Space, time, and laboratories: The long history of David Rittenhouse Lab

Penn alums who return to campus often marvel at its transformation. Renovation projects have rejuvenated buildings like Fisher-Bennett Hall, the home of the English department and the Cinema Studies Program and one of the main teaching spaces on campus. The Perelman Center for Political Science and Economics, which opened last year, is a major hub for the social sciences. And the construction of the Carolyn Lynch Laboratory and the Stephen A. Levin Building have advanced the life sciences. Of the 26 buildings that house the people, programs and departments that make up Penn Arts & Sciences, nine are either less than 15 years old or have undergone major renovations in that time.

vintage photo of the facade of the David Rittenhouse Laboratory, two people seated on low wall in front of building.

One place that has remained the same in the midst of all this change is the 65-year-old David Rittenhouse Laboratory (DRL). Since 1954, the Math department, along with Physics and Astronomy, has been housed here, at the southeast corner of 33rd and Walnut Streets. Built in two phases, DRL takes up 243,002 square feet and stretches for a city block. It contains the offices and labs of 86 standing faculty, as well as grad students and post-doctoral fellows, and it provides 20 classrooms used by departments across the School.

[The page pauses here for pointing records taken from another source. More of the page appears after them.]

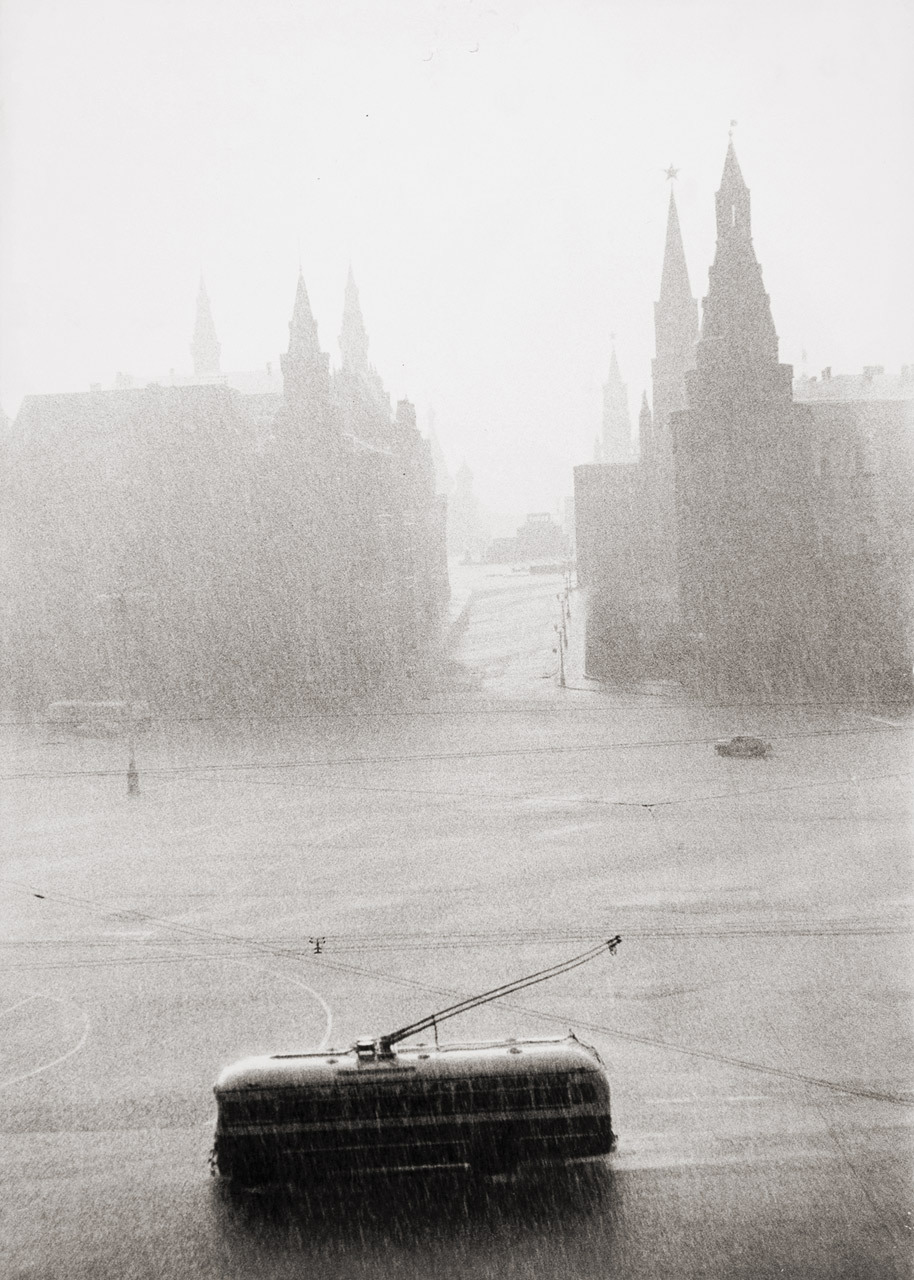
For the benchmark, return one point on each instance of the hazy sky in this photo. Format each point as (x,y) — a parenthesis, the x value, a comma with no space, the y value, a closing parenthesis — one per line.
(493,170)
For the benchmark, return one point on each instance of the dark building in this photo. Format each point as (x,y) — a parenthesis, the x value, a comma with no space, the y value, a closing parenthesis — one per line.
(762,543)
(199,547)
(539,538)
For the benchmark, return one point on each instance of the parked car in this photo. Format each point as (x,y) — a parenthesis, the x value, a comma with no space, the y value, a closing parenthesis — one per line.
(743,748)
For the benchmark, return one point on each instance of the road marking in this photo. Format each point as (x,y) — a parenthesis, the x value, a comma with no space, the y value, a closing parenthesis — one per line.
(55,1061)
(18,1005)
(296,982)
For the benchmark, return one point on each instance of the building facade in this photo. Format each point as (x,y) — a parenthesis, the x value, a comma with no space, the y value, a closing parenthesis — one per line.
(199,547)
(766,535)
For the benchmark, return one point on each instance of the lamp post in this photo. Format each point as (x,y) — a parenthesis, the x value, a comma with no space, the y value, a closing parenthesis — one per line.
(119,598)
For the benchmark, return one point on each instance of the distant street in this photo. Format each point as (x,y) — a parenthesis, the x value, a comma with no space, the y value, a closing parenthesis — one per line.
(757,1019)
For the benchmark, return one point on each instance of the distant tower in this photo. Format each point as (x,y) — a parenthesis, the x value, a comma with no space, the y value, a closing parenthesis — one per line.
(737,333)
(617,444)
(353,341)
(205,348)
(744,476)
(675,328)
(306,376)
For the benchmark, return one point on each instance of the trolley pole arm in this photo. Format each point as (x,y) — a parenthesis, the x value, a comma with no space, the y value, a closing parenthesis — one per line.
(385,1042)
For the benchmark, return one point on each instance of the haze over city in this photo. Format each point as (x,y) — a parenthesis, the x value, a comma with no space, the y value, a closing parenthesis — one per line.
(493,173)
(373,659)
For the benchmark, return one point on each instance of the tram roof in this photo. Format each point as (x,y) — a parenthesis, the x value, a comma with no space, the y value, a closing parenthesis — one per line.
(420,1060)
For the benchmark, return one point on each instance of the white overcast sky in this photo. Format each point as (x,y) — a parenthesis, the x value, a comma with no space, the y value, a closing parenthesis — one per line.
(493,172)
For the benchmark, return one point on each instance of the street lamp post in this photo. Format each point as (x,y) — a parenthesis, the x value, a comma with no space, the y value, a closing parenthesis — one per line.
(119,598)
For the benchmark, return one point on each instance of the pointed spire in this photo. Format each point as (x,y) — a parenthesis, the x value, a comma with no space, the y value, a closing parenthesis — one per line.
(675,277)
(306,376)
(353,341)
(617,446)
(205,348)
(302,327)
(732,174)
(732,199)
(737,310)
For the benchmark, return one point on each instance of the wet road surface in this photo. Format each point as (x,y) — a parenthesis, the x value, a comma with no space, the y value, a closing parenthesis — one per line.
(755,1020)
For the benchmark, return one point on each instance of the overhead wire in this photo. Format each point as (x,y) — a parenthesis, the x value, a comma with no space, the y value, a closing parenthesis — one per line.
(416,984)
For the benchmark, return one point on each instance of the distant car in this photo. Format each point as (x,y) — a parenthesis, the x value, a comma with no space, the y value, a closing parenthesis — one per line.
(743,748)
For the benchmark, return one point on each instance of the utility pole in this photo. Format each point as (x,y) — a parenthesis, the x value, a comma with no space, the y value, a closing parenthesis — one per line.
(119,599)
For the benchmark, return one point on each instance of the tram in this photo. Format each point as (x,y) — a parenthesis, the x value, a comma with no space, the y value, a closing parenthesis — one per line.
(485,1107)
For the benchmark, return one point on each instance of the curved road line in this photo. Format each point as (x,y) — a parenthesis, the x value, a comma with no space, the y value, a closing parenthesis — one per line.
(55,1061)
(286,977)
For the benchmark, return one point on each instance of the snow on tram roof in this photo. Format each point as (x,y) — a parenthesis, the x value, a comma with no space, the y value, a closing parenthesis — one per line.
(513,1056)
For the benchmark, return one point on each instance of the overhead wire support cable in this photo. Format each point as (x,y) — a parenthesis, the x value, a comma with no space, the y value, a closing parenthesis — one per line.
(507,988)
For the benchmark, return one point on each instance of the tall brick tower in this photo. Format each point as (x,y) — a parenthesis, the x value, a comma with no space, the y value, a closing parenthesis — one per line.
(617,443)
(743,475)
(675,336)
(306,369)
(205,348)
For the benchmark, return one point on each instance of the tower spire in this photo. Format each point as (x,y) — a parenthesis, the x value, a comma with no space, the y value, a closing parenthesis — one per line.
(305,366)
(736,311)
(205,348)
(675,275)
(302,327)
(617,446)
(353,341)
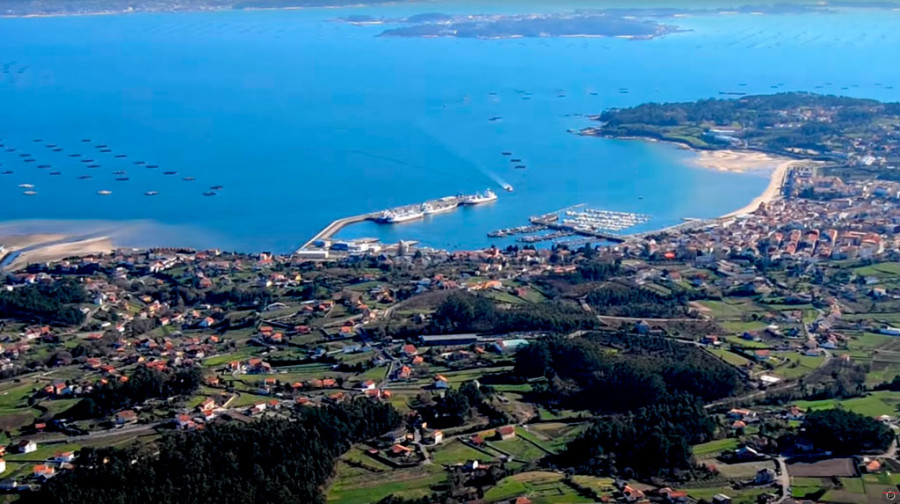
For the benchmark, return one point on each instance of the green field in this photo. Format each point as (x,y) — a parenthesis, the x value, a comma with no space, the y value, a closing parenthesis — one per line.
(351,487)
(729,357)
(875,404)
(745,496)
(715,447)
(455,452)
(883,270)
(519,448)
(540,487)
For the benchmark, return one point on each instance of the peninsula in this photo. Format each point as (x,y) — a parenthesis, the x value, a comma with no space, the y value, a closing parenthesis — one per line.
(797,125)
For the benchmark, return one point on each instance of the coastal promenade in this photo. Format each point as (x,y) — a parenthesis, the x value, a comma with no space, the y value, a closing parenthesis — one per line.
(333,228)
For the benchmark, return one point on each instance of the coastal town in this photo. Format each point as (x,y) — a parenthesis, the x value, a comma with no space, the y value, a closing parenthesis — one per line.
(766,340)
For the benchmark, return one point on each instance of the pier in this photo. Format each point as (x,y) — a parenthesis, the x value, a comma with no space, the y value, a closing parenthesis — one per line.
(404,213)
(333,228)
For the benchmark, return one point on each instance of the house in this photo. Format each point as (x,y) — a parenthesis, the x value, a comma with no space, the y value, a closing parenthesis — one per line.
(63,457)
(506,432)
(761,355)
(632,494)
(873,466)
(721,499)
(739,414)
(399,450)
(764,476)
(126,417)
(440,382)
(674,496)
(26,446)
(43,471)
(746,453)
(710,339)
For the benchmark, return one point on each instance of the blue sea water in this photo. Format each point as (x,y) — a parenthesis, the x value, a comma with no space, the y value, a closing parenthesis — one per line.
(304,120)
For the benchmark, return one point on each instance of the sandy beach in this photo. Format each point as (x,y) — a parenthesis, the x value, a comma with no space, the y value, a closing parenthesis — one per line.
(748,162)
(36,248)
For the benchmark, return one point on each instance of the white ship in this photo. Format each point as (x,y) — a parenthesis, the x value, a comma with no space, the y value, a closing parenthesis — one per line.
(479,198)
(429,209)
(390,217)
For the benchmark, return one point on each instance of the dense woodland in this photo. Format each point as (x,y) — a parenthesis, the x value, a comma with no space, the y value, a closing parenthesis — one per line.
(45,303)
(623,301)
(845,432)
(654,440)
(270,460)
(465,312)
(756,115)
(143,384)
(624,372)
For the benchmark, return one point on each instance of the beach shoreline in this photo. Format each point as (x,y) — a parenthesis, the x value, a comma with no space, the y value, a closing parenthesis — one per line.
(748,162)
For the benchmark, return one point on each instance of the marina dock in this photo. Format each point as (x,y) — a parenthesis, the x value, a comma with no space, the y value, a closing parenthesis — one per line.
(577,220)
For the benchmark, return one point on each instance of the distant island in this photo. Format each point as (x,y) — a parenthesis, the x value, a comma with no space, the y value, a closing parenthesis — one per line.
(22,8)
(799,125)
(547,25)
(631,23)
(627,22)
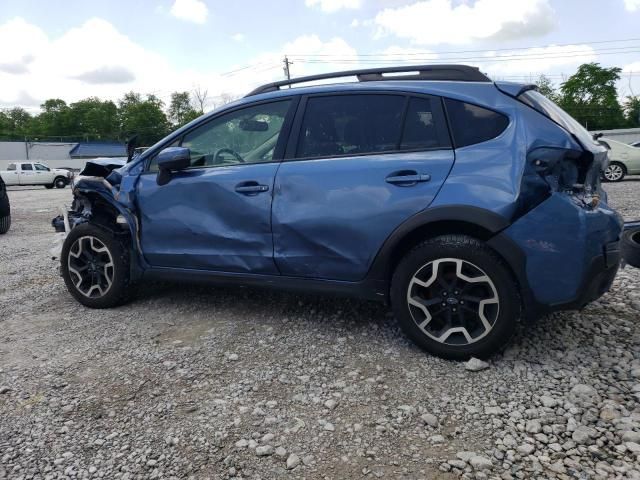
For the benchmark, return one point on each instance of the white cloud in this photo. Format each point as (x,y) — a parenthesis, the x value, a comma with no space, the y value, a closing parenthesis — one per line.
(553,59)
(95,59)
(18,57)
(433,22)
(330,6)
(327,55)
(190,10)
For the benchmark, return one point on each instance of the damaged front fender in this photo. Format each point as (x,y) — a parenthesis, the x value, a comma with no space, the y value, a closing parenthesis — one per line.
(104,198)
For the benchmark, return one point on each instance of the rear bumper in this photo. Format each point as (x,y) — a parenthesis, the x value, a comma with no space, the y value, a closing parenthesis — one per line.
(563,255)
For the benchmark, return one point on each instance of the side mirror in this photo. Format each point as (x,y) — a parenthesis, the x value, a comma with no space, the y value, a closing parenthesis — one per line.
(172,158)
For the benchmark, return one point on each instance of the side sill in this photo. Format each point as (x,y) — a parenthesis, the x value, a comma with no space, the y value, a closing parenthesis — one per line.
(366,289)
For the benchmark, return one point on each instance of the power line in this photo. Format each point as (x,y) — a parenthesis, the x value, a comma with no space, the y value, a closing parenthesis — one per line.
(477,51)
(482,59)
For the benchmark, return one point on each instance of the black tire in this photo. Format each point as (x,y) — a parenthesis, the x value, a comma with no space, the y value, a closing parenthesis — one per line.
(5,224)
(120,289)
(620,167)
(630,247)
(469,253)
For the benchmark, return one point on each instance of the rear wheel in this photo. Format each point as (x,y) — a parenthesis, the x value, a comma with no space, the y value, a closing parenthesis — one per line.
(615,172)
(454,297)
(630,246)
(95,267)
(5,224)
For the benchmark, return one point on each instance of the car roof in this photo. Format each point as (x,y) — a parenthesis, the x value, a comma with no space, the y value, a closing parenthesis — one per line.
(473,92)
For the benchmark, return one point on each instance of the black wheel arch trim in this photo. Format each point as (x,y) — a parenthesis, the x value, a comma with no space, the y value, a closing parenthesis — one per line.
(485,219)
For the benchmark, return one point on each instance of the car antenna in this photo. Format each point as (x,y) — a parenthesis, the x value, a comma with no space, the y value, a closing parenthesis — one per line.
(131,146)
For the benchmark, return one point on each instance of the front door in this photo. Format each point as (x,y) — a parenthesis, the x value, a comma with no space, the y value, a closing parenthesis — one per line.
(363,164)
(216,215)
(27,174)
(43,174)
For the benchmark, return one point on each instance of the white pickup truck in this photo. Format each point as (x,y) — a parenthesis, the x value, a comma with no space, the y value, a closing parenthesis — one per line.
(35,173)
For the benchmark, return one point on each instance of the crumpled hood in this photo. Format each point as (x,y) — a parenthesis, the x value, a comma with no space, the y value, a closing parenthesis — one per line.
(102,167)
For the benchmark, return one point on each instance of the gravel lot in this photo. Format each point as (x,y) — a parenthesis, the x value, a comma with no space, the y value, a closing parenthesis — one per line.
(201,382)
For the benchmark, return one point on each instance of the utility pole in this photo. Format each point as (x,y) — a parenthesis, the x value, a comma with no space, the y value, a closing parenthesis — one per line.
(287,72)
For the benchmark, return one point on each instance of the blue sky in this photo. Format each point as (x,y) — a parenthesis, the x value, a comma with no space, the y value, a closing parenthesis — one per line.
(73,49)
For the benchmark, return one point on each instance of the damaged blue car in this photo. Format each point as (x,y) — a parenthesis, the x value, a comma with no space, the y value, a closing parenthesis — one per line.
(464,203)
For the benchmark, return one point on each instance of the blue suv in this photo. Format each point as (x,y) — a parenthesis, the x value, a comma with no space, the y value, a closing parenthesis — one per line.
(466,204)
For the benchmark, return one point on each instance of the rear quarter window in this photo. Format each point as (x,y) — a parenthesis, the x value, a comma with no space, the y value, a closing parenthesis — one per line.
(471,124)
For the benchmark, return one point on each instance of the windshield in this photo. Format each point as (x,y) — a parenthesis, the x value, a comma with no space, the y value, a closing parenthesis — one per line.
(548,108)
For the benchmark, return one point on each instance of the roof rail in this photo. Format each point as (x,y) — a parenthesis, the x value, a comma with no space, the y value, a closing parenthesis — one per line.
(462,73)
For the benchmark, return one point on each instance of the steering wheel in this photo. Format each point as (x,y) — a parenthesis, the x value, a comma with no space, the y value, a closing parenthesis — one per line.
(236,155)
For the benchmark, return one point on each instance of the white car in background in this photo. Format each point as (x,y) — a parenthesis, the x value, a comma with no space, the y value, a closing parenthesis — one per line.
(623,160)
(35,173)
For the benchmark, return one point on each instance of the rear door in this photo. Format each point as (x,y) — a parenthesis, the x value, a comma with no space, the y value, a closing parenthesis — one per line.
(357,166)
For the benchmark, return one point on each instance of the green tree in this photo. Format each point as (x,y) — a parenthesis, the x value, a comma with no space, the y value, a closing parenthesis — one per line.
(53,121)
(143,117)
(94,118)
(180,109)
(590,96)
(632,110)
(18,121)
(547,88)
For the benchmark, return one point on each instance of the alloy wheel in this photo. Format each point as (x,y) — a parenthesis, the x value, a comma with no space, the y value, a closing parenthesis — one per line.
(453,301)
(91,267)
(614,172)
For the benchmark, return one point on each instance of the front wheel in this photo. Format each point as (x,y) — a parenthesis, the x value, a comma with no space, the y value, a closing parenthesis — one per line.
(455,298)
(614,172)
(95,267)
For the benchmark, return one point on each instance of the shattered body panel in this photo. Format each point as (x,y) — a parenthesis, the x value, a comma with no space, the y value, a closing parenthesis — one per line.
(559,239)
(199,221)
(331,216)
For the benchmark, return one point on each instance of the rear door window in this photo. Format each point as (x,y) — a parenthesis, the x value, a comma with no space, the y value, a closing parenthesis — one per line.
(351,125)
(471,124)
(424,126)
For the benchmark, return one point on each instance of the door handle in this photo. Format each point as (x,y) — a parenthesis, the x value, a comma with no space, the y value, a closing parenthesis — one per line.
(251,188)
(407,178)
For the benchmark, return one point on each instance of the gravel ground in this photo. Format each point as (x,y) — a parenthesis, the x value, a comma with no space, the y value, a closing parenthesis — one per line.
(201,382)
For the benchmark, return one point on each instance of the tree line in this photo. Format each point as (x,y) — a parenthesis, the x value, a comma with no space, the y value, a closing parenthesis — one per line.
(93,119)
(589,95)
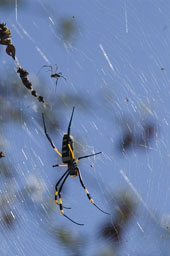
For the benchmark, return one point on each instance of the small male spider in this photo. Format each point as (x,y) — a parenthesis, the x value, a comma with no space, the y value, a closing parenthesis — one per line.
(55,75)
(69,161)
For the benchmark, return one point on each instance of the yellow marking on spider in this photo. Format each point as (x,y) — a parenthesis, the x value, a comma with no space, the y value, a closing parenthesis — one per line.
(91,200)
(56,150)
(71,151)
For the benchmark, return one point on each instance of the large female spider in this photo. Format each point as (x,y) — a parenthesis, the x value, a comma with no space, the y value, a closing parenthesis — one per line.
(69,161)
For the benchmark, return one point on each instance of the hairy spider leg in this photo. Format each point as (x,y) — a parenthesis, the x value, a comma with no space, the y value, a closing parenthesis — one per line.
(81,157)
(69,125)
(60,201)
(48,137)
(71,152)
(56,193)
(88,195)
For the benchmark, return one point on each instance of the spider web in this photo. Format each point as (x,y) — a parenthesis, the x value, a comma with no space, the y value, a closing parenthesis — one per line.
(114,55)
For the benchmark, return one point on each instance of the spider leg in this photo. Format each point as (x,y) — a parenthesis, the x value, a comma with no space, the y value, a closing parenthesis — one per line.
(69,126)
(81,157)
(56,67)
(60,201)
(48,137)
(56,193)
(60,75)
(71,152)
(88,195)
(60,165)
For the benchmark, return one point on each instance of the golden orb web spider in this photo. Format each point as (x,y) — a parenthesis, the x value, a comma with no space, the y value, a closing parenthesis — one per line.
(69,161)
(54,75)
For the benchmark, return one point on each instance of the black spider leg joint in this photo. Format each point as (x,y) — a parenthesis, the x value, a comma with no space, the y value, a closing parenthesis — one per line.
(69,126)
(58,193)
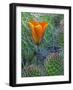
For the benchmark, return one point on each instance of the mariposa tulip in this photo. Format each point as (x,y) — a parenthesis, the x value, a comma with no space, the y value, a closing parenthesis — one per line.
(38,29)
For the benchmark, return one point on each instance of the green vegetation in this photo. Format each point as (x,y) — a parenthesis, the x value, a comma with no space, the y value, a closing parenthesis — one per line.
(44,62)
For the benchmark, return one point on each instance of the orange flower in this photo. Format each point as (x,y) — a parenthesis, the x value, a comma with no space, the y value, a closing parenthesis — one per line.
(38,30)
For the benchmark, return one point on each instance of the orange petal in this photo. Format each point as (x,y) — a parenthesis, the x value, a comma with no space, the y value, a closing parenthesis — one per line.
(44,25)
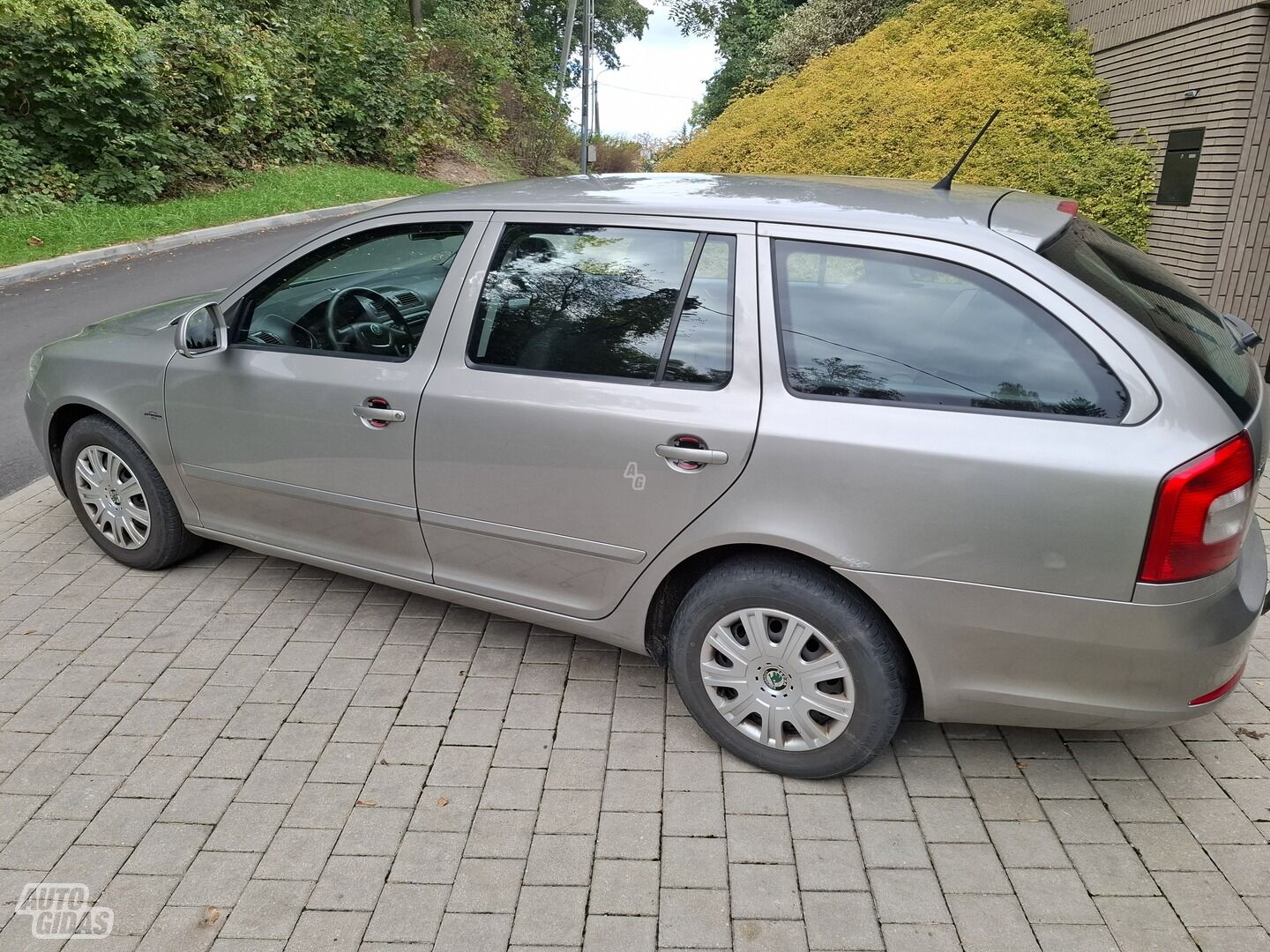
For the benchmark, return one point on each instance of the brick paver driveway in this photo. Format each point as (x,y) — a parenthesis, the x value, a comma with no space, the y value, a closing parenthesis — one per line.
(244,753)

While the building itself might resemble a 1950s high school, the departments in it have a history of groundbreaking contributions to their fields. But a building with history is also a building that was not designed for today’s science. DRL is the legacy of an era when government partnered closely with higher education and invested heavily in facilities.

Today, the National Science Foundation, the Department of Defense, foundations, and industry continue to fund individual research studies, and in some cases major scientific equipment. But government support for buildings themselves is now greatly reduced, and universities must find other ways to provide the modern facilities that can attract talented faculty and the graduate students that are the lifeblood of a good science department, to make possible cutting-edge research, and to facilitate excellence in teaching in the sciences.

“Penn had really built nothing since the Depression set in,” says history of art’s David Brownlee, coauthor of “Building America’s First University: An Historical and Architectural Guide to the University of Pennsylvania.” “The DRL showed a reinvestment in West Philadelphia and an engagement with the new scientific mandates of the late 20th century. And it’s our first building that really looks like a modern building.”